Soal Dukun vs Pesulap, Wakil Rektor UNIPDU: Kapitalisasi Agama Berkedok Kearifan Lokal
Berita Baru, Jakarta – Wakil Rektor UNIPDU Jombang, HM Zahrul Azhar Asumta menyebutkan perseteruan antara pesulap berambut merah dengan Gus Samsudin merupakan kapitalisasi agama berkedok kearifan lokal.
“Jika si Pesulap Rambut Merah membela diri bahwa tindakannya sekedar ingin membongkar praktik perdukunan si “Gus Pesulap” yang ulahnya ia yakini penuh dengan tipu muslihat, para pendukung si “Gus Pesulap” tidak kalah garangnya dalam membela tokoh panutannya. Komen para netijen menambah riuh “ruang gladiator” dunia maya,” tutur pria yang akrab disapa Gus Hans tersebut.
Gus Hans mengatakan Jika di Indonesia perdukunan dianggap sebagai hal lumrah, di Arab Saudi perdukunan adalah bagian dari praktik sihir yang layak dihukum. Jangankan perdukunan, berdoa sambil memegang Maqmm Ibrahim saja diusir dan dicap syirik oleh laskar Masjidil Haram.
“Di Arab Saudi, ada hukum yang mengatur tentang sihir dengan ketat. Sihir diklasifikasi sebagai pelanggaran berat. Pelakunya terancam hukuman maksimum, yaitu pancung. Di Arab Saudi juga ada polisi agama yang disebut Mutawa. Selain itu, Arab Saudi juga memiliki Magical Unit yang fokus memberantas praktik-praktik perdukunan di negara gurun ini,” jelasnya.
Sementara itu, lanjut Gus Hans, Indonesia terkenal dengan negara dengan budaya dan keyakinan yang sangat beragam. Keragaman ini menjadi sebuah energi yang mampu membawa Indonesia menjadi negara besar yang memilki semboyan “Bhinneka Tungal Ika”.

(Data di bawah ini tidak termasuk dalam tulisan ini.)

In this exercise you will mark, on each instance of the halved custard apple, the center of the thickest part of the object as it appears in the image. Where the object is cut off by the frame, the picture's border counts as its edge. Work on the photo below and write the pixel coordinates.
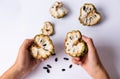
(89, 15)
(42, 47)
(47, 28)
(74, 45)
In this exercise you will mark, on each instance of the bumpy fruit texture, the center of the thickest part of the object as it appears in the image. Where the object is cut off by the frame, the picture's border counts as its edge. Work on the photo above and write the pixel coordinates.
(42, 47)
(58, 10)
(89, 15)
(74, 45)
(47, 28)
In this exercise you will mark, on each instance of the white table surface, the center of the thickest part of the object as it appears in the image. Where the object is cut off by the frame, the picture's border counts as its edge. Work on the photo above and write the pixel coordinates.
(21, 19)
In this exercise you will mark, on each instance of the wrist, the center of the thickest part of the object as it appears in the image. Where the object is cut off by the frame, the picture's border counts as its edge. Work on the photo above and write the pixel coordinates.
(100, 73)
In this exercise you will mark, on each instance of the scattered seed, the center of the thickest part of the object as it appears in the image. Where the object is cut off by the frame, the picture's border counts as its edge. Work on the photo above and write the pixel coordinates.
(68, 49)
(70, 66)
(49, 66)
(66, 58)
(45, 68)
(67, 43)
(48, 71)
(63, 69)
(56, 59)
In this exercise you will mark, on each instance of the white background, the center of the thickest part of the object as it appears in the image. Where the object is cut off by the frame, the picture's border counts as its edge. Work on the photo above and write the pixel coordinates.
(21, 19)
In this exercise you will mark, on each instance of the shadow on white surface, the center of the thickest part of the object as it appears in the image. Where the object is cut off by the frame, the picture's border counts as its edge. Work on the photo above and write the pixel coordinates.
(108, 59)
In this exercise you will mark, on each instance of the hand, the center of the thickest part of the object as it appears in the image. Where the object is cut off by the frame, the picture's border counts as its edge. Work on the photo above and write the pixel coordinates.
(24, 61)
(91, 62)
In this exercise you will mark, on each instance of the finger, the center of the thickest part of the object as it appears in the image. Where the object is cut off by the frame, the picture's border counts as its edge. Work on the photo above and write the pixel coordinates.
(76, 58)
(27, 43)
(89, 42)
(76, 62)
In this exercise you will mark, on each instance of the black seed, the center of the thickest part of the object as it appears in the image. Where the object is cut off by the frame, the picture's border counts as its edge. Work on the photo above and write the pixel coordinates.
(63, 69)
(66, 58)
(56, 59)
(49, 66)
(45, 68)
(70, 66)
(83, 7)
(54, 54)
(44, 44)
(68, 49)
(67, 43)
(48, 71)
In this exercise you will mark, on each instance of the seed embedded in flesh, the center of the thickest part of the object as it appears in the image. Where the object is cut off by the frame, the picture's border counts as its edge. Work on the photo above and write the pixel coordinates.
(70, 66)
(66, 58)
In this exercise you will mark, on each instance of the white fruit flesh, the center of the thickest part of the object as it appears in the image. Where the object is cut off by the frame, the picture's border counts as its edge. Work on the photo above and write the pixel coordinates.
(58, 10)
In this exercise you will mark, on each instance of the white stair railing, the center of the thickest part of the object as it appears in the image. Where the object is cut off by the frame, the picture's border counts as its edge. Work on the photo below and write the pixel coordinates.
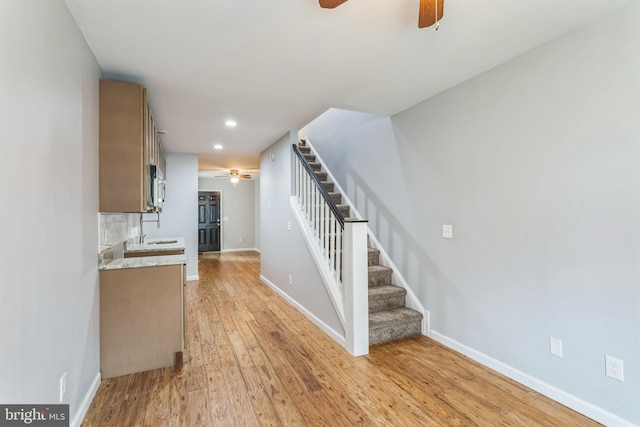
(339, 247)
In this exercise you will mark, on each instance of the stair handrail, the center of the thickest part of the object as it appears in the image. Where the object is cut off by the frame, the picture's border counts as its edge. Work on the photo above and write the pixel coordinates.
(323, 191)
(339, 248)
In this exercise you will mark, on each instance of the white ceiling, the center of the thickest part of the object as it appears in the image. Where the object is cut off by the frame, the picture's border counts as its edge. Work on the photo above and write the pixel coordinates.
(276, 65)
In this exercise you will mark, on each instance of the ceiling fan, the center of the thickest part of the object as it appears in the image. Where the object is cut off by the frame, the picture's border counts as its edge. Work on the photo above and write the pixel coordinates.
(431, 11)
(234, 175)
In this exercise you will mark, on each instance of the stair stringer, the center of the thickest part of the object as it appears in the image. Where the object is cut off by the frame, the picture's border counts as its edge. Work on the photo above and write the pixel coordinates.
(411, 300)
(333, 286)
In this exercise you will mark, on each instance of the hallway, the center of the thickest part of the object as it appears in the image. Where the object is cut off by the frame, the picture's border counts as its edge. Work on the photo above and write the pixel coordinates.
(252, 359)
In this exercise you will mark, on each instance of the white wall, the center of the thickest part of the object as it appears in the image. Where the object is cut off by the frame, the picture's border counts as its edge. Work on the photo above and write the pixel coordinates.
(179, 215)
(238, 207)
(49, 296)
(284, 252)
(536, 165)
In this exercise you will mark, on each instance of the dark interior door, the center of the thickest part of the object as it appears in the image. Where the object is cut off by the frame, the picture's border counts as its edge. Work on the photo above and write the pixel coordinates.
(208, 221)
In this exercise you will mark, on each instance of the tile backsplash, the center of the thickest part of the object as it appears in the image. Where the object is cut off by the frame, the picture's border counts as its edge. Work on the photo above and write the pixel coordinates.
(115, 228)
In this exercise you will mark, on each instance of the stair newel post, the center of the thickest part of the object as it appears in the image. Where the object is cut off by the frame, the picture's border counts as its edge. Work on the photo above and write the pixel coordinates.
(355, 286)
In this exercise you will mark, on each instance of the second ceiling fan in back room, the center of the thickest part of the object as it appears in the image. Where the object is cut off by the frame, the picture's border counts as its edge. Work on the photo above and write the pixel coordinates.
(430, 13)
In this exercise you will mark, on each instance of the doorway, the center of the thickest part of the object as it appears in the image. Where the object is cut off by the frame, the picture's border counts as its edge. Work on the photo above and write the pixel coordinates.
(208, 221)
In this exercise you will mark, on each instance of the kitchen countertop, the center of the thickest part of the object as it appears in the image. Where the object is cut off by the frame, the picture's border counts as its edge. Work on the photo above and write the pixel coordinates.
(149, 246)
(113, 259)
(147, 261)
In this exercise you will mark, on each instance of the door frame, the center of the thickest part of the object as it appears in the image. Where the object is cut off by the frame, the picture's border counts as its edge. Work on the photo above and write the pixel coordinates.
(221, 216)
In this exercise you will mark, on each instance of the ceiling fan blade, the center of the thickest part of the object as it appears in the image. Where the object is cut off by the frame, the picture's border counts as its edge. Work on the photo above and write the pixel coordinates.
(427, 16)
(330, 4)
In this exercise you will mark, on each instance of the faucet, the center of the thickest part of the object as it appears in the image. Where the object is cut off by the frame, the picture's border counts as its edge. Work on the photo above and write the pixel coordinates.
(142, 221)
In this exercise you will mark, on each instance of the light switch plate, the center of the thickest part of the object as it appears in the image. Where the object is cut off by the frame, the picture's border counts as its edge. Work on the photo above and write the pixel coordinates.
(555, 346)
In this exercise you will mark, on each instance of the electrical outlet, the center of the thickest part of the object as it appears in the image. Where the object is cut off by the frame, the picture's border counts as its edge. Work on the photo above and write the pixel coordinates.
(555, 346)
(614, 368)
(63, 387)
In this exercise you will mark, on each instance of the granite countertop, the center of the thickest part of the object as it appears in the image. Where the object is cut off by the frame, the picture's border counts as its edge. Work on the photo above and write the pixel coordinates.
(147, 261)
(113, 258)
(150, 244)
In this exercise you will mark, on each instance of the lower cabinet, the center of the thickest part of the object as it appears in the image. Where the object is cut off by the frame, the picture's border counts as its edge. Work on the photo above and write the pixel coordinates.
(142, 319)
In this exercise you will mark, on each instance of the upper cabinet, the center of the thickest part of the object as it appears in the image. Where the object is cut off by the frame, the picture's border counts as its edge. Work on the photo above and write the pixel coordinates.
(129, 148)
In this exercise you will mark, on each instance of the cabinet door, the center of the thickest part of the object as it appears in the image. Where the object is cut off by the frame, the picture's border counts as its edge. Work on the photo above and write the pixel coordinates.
(121, 147)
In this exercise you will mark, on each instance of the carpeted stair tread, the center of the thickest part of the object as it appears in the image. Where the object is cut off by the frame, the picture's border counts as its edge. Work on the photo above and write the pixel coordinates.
(389, 319)
(385, 326)
(386, 297)
(328, 185)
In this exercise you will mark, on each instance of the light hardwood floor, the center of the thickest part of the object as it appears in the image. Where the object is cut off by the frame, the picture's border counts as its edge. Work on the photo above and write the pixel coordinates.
(253, 360)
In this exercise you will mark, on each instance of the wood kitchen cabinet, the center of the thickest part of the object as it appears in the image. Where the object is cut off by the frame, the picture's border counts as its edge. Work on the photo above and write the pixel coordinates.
(142, 319)
(129, 144)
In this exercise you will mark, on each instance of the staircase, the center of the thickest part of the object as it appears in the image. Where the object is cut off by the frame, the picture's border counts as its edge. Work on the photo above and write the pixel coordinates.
(389, 318)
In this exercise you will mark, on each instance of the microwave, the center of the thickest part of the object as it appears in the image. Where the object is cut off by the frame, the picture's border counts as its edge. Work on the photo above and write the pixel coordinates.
(158, 188)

“Saat ini, siapa saja bisa mengaku Gus untuk mendapatkan privilege yang bisa dikapitalisasi. Padahal, definsi Gus itu simpel. Gus adalah sebutan untuk putra seorang kiyai. Mereka yang menyandang Gus tidak harus alim dalam bidang agama. Sebutan Gus untuk seseorang yang bukan putra kyai adalah Gus jadi jadian, Gus naturalisasi, baik ciptaan media maupun panggilan seenaknya dari para pengikut-pengagumnya. Ada juga orang yang mendadak Gus saat menjelang Pemilu,” paparnya.

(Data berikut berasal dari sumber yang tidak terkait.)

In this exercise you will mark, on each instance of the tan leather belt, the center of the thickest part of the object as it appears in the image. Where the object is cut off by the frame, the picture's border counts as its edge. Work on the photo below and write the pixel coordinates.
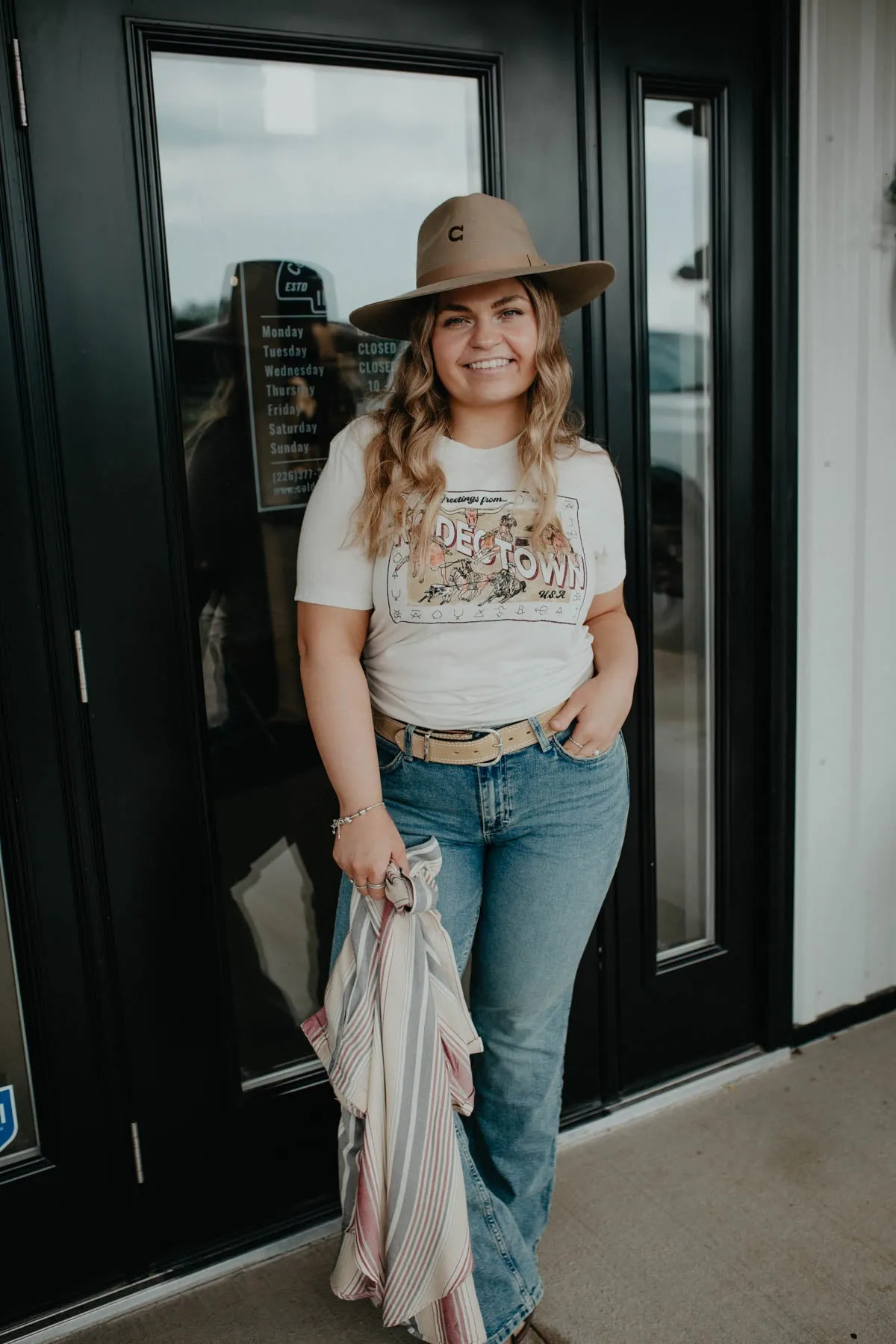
(464, 746)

Dalam kasus yang sedang viral ini, Gus Hans menegaskan dirinya tidak dalam posisi menghakimi siapa yang benar dan siapa yg salah. Sejauh kita mengikuti beritanya, realitas di lapangan memperlihatkan bahwa masyarakat menuntut penutupan padepokan tersebut. Selalu ada kelompok pro-kontra menghadapi kasus-kasus seperti ini.
“Sepengetahuan saya, kebanyakan pasien seorang dukun biasanya datang dari jauh, bukan penduduk sekitar. Bahkan, tidak banyak warga sekitar yang tahu tentang “kesaktian” tetangganya yang dianggap “orang pintar” oleh orang orang luar,” katanya.
Munculnya sosok pesulap muda berambut merah, menurut Gus Hans, seakan memporak-porandakan dunia “tahu sama tahu” di antara komunitas supranatural. Beberapa bereaksi negatif terhadap tindakan si Rambut Merah, tapi ada juga yang bisa menerima.
“Bagi orang awam seperti saya, keberanian si pesulap muda ini sangat membantu untuk mengedukasi masyarakat tentang apa yg sebenarnya terjadi. Setidaknya, apa yang ia lalukan dapat mengurangi tumbuh suburnya praktik-praktik kapitalisasi berkedok kearifan lokal yang menyeret agama dalam kubangan keprimitifan,” jelas Gus Hans.